I think a more applicable testing suite are penetration tests, secrets detection, etc on the system rather than within the IaC itself. Lets focus on securing the systems rather than trying to unit test all the things.
To that end, I again recommend the CIS benchmarks as a good starting point, as is OWASP.
Lucas - first as someone who has been in the IT weeds for a long time, I genuinely appreciate your attention to the security of code at the front end, and as a “newcomer” rather than treating it as an afterthought. You’re already ahead of many of your peers, and a bunch people senior to you as well.
While we’re obviously not writing Perl here, the Perl Best Practices book (O’Reilly) had a huge impact on my attitude and how I thought about the code I was writing. I think though, that was the point the author was trying to make. IMHO he wasn’t writing a Perl style guide, he wrote a how to think about what you’re doing guide. He also wrote a good bit about other people reading your code later. By writing code intentionally, with a structure and purpose, rather than haphazardly, I think we’re less likely to make sloppy mistakes that lead to security issues. It’s an old book by today’s standards, but you might find it helpful. I found it incredibly interesting from a psychology perspective.
Some writing more hardened code will come with experience. A multilayered security approach is often best - a combination of good code, good architecture (ie don’t put your internal databases facing the interwebs), appropriately configured firewall, and so on. Hardening at multiple layers reduces the risk of a bug in the code to be the one thing that gets you hacked.
Lastly, just a few general areas of code security to think about, some already mentioned:
secrets should never be hardcoded. this hasn’t always been an option, but with tools like Hashicorp Vault, data bags, and maybe Chef’s own vault product (not sure haven’t used it) it’s much easier to avoid leaving your code full of things the world shouldn’t see.
never trust user input.
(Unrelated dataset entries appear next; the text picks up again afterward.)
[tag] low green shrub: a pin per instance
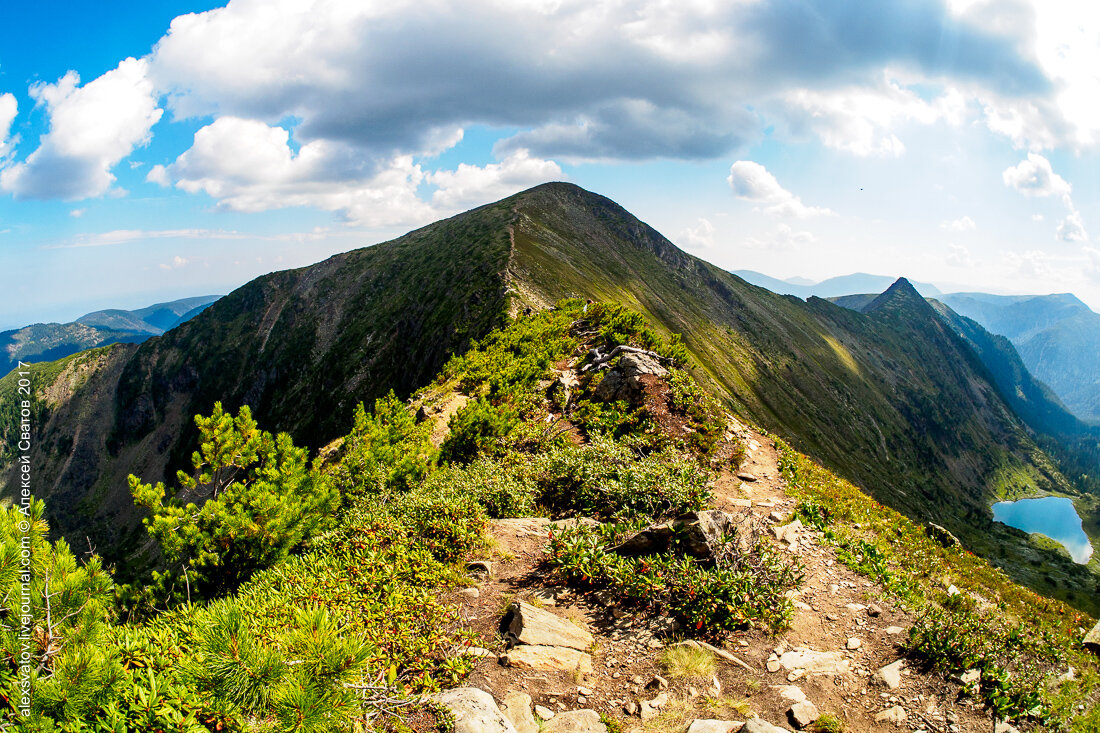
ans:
(477, 428)
(707, 600)
(606, 478)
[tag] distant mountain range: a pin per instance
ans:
(1057, 337)
(859, 282)
(892, 396)
(50, 341)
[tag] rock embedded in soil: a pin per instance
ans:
(480, 568)
(517, 708)
(790, 693)
(474, 711)
(760, 725)
(548, 658)
(538, 627)
(649, 709)
(815, 663)
(696, 534)
(788, 533)
(803, 713)
(891, 675)
(575, 721)
(895, 715)
(711, 725)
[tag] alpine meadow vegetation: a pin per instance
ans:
(301, 593)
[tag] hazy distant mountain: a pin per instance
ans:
(50, 341)
(827, 288)
(892, 396)
(1057, 337)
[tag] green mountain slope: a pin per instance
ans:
(893, 398)
(1057, 337)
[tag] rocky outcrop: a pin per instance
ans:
(517, 708)
(694, 534)
(711, 725)
(895, 714)
(575, 721)
(527, 624)
(625, 381)
(890, 675)
(548, 658)
(760, 725)
(815, 663)
(474, 711)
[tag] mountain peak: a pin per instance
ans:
(900, 295)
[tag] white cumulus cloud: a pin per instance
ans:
(471, 185)
(1071, 228)
(9, 107)
(862, 120)
(965, 223)
(959, 256)
(91, 128)
(1035, 177)
(751, 182)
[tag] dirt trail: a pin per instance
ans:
(838, 613)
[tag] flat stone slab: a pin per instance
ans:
(803, 713)
(517, 708)
(760, 725)
(891, 675)
(815, 663)
(895, 715)
(575, 721)
(531, 625)
(695, 534)
(548, 658)
(474, 711)
(711, 725)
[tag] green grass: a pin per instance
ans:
(1022, 642)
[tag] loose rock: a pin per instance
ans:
(474, 711)
(891, 675)
(548, 658)
(650, 708)
(760, 725)
(538, 627)
(895, 715)
(816, 663)
(517, 708)
(803, 713)
(575, 721)
(710, 725)
(697, 534)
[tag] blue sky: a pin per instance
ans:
(158, 150)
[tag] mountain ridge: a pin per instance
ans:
(856, 391)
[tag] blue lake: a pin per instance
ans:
(1053, 516)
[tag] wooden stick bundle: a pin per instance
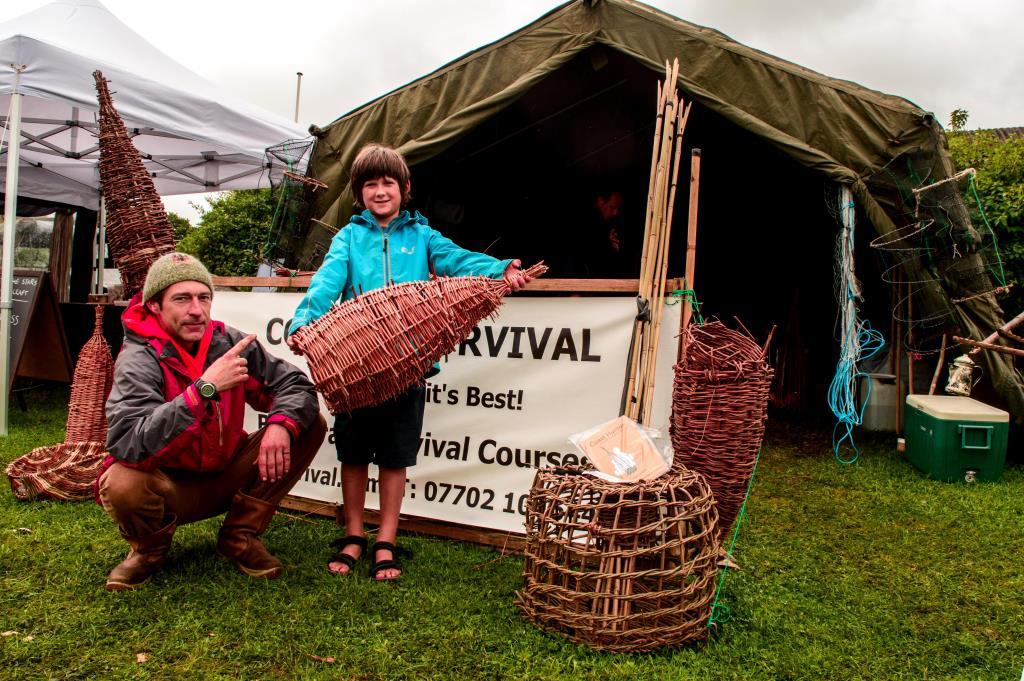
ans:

I find this doesn’t come up as much in Chef, but it does occasionally. If you’re taking input from a source you don’t own or control, think very hard about the right way to sanitize that input. Most languages will have built in mechanisms you can use to, for example, strip or escape HTML. Be insanely careful (or do everything to avoid) if you’re going to execute code or make a system call that contains any user input.
use file checksums, especially if you’re pulling content - ie packages - from a third party, Chef has gotten better at making this a first-class property for built-in resources like remote_file. Take advantage of that.
less Chef/code and more system related, but turn off services you’re not using and avoid starting up random services - or punching truck-sized holes in your firewall - without a good reason.
If something doesn’t look right to you, speak up. I know there can be that one person who gets angry if you ask questions like you’re challenging them or whatever, but I think most are happy (I am) to walk through their code with you and explain what’s happening, and why that thing you’re looking at isn’t a security issue, or - “oh man, good catch, Lucas. I didn’t see that. Want to help me fix it?”
Thank you guys, sorry for the late response. That's a lot of very useful recommendations, more than I was expecting. I hope more people see this thread in the future and learn as much as I did.